Github Repo: https://github.com/marissaposner/Comet
Train a ML model on-chain to proof that the model you claim to have used to train some data is the actual model you used.
Due to the fact that Cairo 1.0 does not support loops, we have to train the model in one iteration (for a potential solution to this problem, see TO DO section number 1)
This restricts us in the type of models we can work with, so we choose a linear regression for our PoC
After we wrote our training logic in Cairo 1.0, we wanted to use the Cairo Playground to compile our training script. However, the Cairo Playground only supports Cairo 0 which Orion does not support (Orion supports Cairo 1.0)
Since we could not use the playground, we wrote a local Cairo file for training. This file could then be passed to a Prover (we were considering the Lambda prover since it can be executed locally to generate proof for a given Cairo script). Additionally, the Lambda prover can also verify the proofs, thus allowing us to verify that our model training has been performed correctly.

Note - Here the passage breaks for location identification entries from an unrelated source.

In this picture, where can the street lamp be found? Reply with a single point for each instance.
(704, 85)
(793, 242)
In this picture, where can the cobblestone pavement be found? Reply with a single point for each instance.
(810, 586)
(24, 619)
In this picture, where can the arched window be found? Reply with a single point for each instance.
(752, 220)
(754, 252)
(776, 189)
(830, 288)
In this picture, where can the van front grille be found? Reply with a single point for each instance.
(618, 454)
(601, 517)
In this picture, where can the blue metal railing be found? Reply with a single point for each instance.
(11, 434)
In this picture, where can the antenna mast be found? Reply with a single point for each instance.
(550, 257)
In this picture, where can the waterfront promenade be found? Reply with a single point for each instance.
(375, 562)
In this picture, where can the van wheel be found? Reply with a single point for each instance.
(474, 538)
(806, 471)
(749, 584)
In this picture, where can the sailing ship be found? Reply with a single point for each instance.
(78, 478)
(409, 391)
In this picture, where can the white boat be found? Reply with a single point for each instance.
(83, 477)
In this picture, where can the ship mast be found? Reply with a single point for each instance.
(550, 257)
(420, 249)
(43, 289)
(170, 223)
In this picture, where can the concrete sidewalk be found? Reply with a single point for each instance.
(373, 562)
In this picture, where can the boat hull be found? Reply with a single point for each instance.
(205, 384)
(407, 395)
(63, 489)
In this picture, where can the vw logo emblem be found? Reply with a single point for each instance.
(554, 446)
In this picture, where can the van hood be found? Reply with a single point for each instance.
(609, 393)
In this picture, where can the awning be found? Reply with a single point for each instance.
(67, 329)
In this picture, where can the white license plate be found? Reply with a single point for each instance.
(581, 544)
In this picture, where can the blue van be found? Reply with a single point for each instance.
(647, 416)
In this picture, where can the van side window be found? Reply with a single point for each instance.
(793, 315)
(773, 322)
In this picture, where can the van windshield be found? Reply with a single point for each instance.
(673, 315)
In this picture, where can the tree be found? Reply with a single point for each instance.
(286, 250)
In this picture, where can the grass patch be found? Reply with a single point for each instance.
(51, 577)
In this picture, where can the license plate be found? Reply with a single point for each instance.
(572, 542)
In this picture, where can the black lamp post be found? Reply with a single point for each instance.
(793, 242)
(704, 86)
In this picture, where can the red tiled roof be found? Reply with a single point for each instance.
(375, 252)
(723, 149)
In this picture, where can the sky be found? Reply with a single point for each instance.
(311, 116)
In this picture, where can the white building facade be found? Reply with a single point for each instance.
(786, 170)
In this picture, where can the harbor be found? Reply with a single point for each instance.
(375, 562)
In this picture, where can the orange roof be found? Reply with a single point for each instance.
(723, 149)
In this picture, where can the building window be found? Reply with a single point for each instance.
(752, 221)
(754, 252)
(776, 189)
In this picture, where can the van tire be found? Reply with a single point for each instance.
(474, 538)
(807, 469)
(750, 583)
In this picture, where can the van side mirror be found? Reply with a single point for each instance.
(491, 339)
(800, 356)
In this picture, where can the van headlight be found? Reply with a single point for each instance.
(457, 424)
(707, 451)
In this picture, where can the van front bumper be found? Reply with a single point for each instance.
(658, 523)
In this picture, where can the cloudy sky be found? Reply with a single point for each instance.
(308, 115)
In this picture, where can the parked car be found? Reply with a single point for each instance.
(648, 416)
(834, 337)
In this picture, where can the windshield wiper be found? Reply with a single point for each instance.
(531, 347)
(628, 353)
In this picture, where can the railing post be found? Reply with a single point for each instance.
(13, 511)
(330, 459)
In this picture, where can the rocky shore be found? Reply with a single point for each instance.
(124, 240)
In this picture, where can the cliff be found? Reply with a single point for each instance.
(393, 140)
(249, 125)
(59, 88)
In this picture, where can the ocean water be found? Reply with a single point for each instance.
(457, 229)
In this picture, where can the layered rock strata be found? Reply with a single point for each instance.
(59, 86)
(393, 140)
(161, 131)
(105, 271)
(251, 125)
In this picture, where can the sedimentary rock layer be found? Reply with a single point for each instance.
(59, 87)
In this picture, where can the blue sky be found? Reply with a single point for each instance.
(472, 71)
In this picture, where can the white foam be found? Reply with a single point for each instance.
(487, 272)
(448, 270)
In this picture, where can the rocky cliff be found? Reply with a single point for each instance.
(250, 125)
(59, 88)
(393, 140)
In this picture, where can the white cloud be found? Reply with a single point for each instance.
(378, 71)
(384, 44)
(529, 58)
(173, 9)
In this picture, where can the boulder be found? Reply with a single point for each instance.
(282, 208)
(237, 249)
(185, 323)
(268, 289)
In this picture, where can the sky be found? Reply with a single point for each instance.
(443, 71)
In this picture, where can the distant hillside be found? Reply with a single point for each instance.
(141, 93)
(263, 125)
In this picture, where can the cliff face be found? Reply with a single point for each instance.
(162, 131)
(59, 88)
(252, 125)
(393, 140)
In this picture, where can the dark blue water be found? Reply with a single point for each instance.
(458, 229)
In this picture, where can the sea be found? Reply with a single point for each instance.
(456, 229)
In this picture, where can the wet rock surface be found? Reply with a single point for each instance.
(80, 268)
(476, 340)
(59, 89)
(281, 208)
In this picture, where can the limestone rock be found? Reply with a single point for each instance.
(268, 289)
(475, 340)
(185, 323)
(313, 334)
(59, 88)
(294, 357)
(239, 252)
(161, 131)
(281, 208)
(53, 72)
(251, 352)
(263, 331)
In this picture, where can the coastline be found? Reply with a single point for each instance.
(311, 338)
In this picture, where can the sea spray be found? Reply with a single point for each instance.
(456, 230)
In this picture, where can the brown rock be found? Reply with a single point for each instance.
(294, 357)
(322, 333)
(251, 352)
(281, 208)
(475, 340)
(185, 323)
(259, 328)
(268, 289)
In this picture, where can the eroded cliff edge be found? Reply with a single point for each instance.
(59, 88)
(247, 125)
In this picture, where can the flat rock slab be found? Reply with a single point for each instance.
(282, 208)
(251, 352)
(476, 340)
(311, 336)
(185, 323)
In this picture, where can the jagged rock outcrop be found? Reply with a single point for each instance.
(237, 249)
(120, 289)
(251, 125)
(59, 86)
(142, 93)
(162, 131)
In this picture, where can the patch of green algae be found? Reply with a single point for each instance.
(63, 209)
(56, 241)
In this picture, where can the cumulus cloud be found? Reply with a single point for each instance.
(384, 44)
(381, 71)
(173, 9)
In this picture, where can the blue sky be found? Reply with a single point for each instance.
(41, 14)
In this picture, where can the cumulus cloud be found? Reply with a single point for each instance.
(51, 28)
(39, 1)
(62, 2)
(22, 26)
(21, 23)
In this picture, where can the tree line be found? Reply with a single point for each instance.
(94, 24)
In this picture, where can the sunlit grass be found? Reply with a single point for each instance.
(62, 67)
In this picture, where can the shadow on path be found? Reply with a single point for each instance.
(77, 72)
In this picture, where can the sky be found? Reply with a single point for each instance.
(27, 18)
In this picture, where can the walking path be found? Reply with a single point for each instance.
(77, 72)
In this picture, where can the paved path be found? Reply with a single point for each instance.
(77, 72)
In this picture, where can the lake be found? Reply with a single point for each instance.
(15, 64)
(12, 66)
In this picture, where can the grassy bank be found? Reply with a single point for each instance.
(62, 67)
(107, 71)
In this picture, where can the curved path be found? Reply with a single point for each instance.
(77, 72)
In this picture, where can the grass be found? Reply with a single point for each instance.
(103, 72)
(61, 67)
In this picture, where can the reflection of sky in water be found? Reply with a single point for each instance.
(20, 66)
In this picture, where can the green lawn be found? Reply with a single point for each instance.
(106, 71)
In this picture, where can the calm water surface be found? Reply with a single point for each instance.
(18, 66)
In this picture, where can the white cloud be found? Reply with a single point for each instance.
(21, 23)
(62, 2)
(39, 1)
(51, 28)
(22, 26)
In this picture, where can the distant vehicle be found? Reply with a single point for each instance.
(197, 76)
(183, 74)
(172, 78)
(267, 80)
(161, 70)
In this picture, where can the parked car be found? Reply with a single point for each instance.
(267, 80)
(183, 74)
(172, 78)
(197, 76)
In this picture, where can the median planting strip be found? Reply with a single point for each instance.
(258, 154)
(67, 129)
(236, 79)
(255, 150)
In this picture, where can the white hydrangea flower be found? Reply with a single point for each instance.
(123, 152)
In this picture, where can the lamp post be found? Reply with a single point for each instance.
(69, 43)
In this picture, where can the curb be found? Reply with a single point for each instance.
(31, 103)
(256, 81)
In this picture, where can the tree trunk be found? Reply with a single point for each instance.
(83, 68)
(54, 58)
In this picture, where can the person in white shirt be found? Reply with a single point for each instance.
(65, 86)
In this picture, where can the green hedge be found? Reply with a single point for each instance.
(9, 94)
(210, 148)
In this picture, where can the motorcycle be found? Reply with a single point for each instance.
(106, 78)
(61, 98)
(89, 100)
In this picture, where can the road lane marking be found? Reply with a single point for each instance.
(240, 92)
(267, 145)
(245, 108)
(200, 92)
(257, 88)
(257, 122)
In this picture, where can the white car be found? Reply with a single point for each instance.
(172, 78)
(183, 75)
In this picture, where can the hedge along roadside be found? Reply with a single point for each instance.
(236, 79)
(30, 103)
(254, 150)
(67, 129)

In the future, the idea would be to include the train logic into a smart contract, to make training composable with other pieces of the Starknet ecosystem. We have deployed sample smart contracts to Starknet using Scarb, which would be expanded to include additional functions (train, verify).
To Do within Scope:
How to do iterative training with Cairo
In order to make training possible for more advanced models using iterative steps you’d have to do the following.
- Write the training logic in Cairo 1
- Write a wrapper for the model in Rust
- For each iteration, store the weights and biases of the model in a database
- Call the weights and biases via the Rust code to feed it into the Cairo script until training is finished
Limitations with this: How do you proof that you have not tempered with the weights and biases that you stored in the database using rust?
To Do for Starknet Team:
Support Cairo 1.0 in the Cairo Playground
To Do for Giza Team
Support Orion Dependencies in the Cairo 1.0 Playground once it is ready
Future work outside the scope:
The really cool problem we want to solve long-term is to not only prove that you have used a certain model for training, but that you can proof that you used a specific dataset for training a specific model. For this you need “contextual proofs”, since the two proofs (you proof you used the data and you proof that you used the specified model) need to be dependent of each other.
There have been cases where models generate legal documents claiming to have been trained for this purpose. However, the legal documents the model provided were wrong, since they haven’t actually been trained on the data the providers claimed to have used.